I've moved from reluctantly +1 to reluctantly -1, because of the implications of the following:

  • I have not seen or managed to come up with a single example where a semicolon is necessary at the end of a line. (good)

  • I have seen and can come up with lots of examples where a comma will be necessary at the end of a line. (not so good)

Or put differently:

  • A semicolon at the end of a line is never needed.

  • A comma at the end of a line will sometimes be needed.


The above makes comma elision (as proposed) much more complex and confusing than semicolon elision (as can be seen from much of the discussion here).

However, note that comma elision would be exactly as straight forward as semicolon elision if we restricted it so that it was "only" allowed for:

  • dictionary literals
  • fully-labeled argument lists
  • parameter lists (unlabeled params still have eg _ arg: so they're ok)
  • fully-labeled tuples

That is, comma elision would only be allowed in contexts where commas are truly redundant (the labels/keys and colon makes them so), and (afaics) this way all commas could be elided without ambiguities, not only the ones at the end of a line.

Since the label/key and colon is effectively, well not strictly a separator, but rather a "bullet point" or introduction to each item, perhaps array literals and other un- or partially labeled constructs could be allowed provided they too used an item-introducing colon even for the unlabeled items:

let a: [SomeEnum] = [
  _: .foo
         .bar
  _: .bar
  _: .foo.bar.foo
         .bar.foo.bar
  _: foo _: foo.bar _: foo
]

print(
    _: "Hello"
    _: "world"
    separator: ", " // ;-)
    terminator: "!\n"
)

func dividingClosed(
    _ other: Polycurve
    straightIntersections: Bool = false
    threshold: Float = 1/64
) -> (
    inside: [Polycurve]
    outside: [Polycurve]
    intersections: [Float]
)
{
    ...
}

let package = Package(
    name: "Paper"
    products: [
        _: .executable(name: "tool" targets: ["tool"])
        _: .library(name: "Paper" targets: ["Paper"])
    ...

(No, the _: is not pretty, I agree, it's just a first attempt to come up with something that makes my envisioned more consistent comma elision work also for unlabeled constructs.)

Thanks for calling this out here.
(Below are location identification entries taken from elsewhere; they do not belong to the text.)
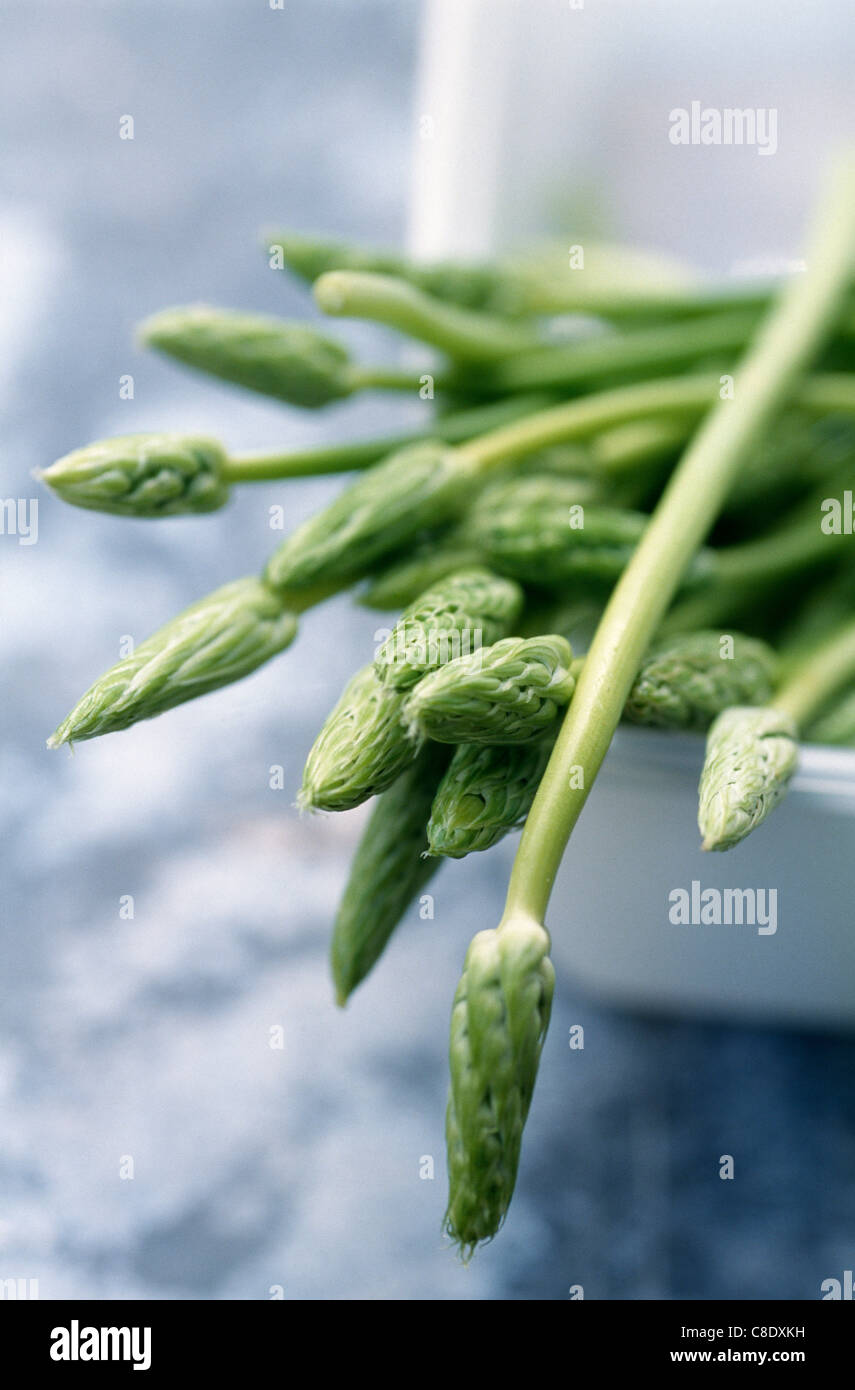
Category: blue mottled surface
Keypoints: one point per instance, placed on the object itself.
(149, 1037)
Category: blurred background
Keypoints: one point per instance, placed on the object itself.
(146, 1037)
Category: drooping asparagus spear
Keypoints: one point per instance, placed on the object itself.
(687, 681)
(515, 690)
(428, 484)
(485, 794)
(463, 334)
(615, 281)
(499, 1020)
(362, 748)
(783, 349)
(273, 356)
(502, 694)
(752, 754)
(171, 474)
(467, 609)
(389, 869)
(216, 641)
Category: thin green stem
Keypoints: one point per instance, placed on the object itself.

The proposed change does only cover the elision of commas from expression lists, not all comma separated lists.

Speaking personally, that sounds like a reasonable modification for the core team to consider.

1 Like

I agree with this as well. It would be my preference to see all comma-separated lists treated consistently throughout the language.

Problem is, that all comma separated lists throughout the language are not equally possible to treat consistently.

As mentioned above, the only ones that can be unambiguously treated are those whose items are reduntantly comma separated, ie the ones in which each item is preceded by a (label/key and) colon.